Fighting the curse of extremism requires recognition of the real enemy. “Know your enemy and know yourself, and you can fight a hundred battles without disaster,” advocated Sun Tzu, the ancient Chinese strategist. That the enemy lies “within” — the sympathisers, the abettors and those brainwashed – makes the fight that much more difficult. So far, terror groups have capitalised on crevices in internal security arrangements, inadequate training, inter-agency distrust and the resultant poor coordination together with misplaced ‘intelligence’ priorities.
International concerns about Pakistan’s strategic assets continue to rise. With the greatest reverence and understanding reserved for those who sacrifice and suffer to shield us from terror, the imperative need for reforms in the armed forces and intelligence agencies can no longer be set aside. Two things have become indisputable necessities: one, remodelling of the intelligence and security set-up with redefined objectives; and two, embarking on the task of purging the rank and file of adherents to extremist ideologies and terrorist sleeper cells, if any.

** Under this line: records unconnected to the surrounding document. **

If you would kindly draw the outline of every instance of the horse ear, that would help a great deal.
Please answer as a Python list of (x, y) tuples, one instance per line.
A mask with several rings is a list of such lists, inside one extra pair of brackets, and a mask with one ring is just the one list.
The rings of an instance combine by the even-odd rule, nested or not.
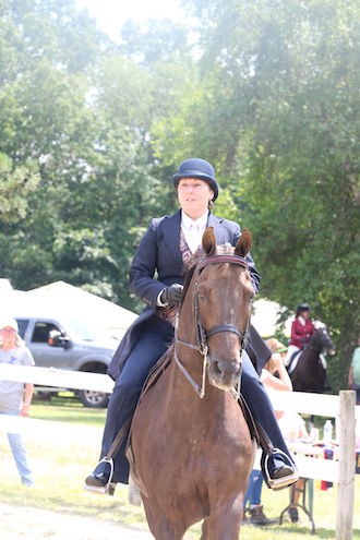
[(252, 236), (249, 229), (243, 229), (241, 237), (238, 240), (238, 243), (235, 248), (236, 255), (240, 255), (242, 257), (247, 256), (249, 251), (251, 250)]
[(216, 239), (214, 235), (214, 228), (207, 227), (203, 235), (203, 250), (205, 255), (214, 255), (216, 250)]

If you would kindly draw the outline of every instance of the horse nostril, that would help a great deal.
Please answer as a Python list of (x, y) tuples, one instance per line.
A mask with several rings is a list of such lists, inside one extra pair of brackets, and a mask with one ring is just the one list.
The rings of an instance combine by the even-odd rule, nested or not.
[(215, 362), (213, 363), (213, 369), (216, 375), (221, 375), (223, 370), (220, 369), (220, 364), (218, 360), (215, 360)]

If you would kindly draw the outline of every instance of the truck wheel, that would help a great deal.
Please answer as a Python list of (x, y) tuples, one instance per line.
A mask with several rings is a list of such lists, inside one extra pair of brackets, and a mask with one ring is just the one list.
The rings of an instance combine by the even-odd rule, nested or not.
[(110, 394), (95, 391), (79, 391), (79, 398), (85, 407), (104, 409), (108, 406)]

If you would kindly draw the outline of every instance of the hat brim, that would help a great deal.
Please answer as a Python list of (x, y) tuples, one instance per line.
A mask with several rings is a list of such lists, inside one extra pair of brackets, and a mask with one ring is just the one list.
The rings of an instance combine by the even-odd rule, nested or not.
[(173, 183), (173, 187), (176, 189), (178, 188), (179, 180), (181, 180), (182, 178), (199, 178), (200, 180), (204, 180), (205, 182), (207, 182), (209, 184), (211, 190), (214, 192), (213, 201), (216, 201), (216, 199), (218, 197), (219, 187), (218, 187), (216, 180), (214, 180), (214, 178), (211, 178), (211, 177), (200, 172), (199, 170), (188, 170), (185, 175), (179, 175), (179, 173), (173, 175), (172, 183)]

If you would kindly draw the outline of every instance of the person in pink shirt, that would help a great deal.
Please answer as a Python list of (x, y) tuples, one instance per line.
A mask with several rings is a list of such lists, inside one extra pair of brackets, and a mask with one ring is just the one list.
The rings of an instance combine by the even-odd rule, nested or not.
[(285, 365), (289, 365), (292, 355), (310, 341), (314, 332), (315, 328), (310, 319), (310, 305), (300, 303), (291, 324), (291, 341), (285, 358)]

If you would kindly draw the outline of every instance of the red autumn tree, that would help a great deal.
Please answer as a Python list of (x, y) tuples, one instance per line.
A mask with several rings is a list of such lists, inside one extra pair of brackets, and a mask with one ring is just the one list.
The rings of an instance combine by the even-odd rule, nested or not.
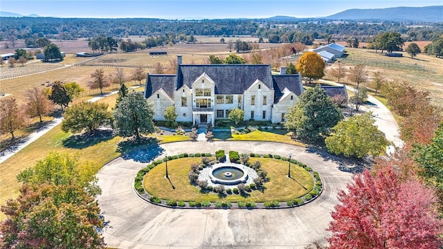
[(330, 249), (440, 248), (442, 221), (433, 190), (401, 181), (390, 167), (365, 170), (338, 193), (328, 230)]

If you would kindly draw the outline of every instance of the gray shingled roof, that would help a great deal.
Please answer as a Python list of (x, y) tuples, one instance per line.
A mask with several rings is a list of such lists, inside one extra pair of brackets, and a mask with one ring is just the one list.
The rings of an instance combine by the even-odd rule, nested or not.
[(243, 94), (260, 80), (273, 89), (270, 65), (180, 65), (177, 89), (192, 82), (206, 73), (215, 82), (215, 94)]
[(152, 75), (148, 74), (146, 78), (145, 97), (149, 98), (156, 91), (163, 88), (172, 99), (174, 99), (177, 76), (175, 75)]
[(300, 75), (272, 75), (273, 79), (274, 90), (274, 103), (278, 102), (278, 100), (283, 95), (282, 91), (284, 88), (296, 93), (298, 96), (302, 94), (302, 85)]

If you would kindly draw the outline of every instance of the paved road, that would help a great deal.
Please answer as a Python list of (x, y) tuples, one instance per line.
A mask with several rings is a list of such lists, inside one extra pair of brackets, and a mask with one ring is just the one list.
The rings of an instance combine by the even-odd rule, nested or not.
[[(319, 80), (318, 81), (327, 83), (332, 85), (343, 86), (342, 84), (336, 83), (329, 80)], [(350, 86), (346, 86), (346, 89), (354, 91), (354, 89)], [(363, 111), (372, 111), (375, 120), (375, 125), (379, 127), (388, 140), (392, 142), (394, 145), (388, 146), (386, 152), (392, 154), (395, 150), (395, 147), (403, 147), (404, 142), (400, 139), (400, 129), (392, 113), (390, 113), (388, 107), (373, 96), (368, 95), (368, 101), (372, 104), (363, 104), (360, 107), (360, 110)]]
[[(137, 171), (154, 158), (218, 149), (287, 155), (320, 173), (324, 192), (307, 205), (280, 210), (174, 210), (142, 201), (133, 192)], [(338, 190), (352, 174), (341, 160), (303, 147), (275, 142), (180, 142), (152, 147), (118, 158), (98, 174), (102, 194), (99, 205), (109, 221), (105, 232), (108, 246), (119, 248), (303, 248), (329, 236), (325, 231)]]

A full-blown insurgency has been raging since 2002, and yet the nation is without a coherent national security and counter-terrorism strategy. The draft of a new terrorism bill is yet to be tabled in parliament. NACTA (National Counter-Terror Authority), the one set-up that could have made a serious dent in the terror complex, is lying dormant, disallowed from functioning as an independent body. Even when we suggest foreign involvement, our failure to back it up with compelling evidence has been strikingly missing. We must perish the thought that this enemy will recede once the US troop drawdown is well underway. It will endure and may hurt us even more. “Pakistan should understand that anti-Americanism and conspiracy theories will not make their problems disappear,” said Hillary Clinton at the end of her brief visit to Pakistan on May 27. If Pakistan is to avoid global isolation and pariah status, it must genuinely shrink and ultimately prohibit use of its space by non-state actors.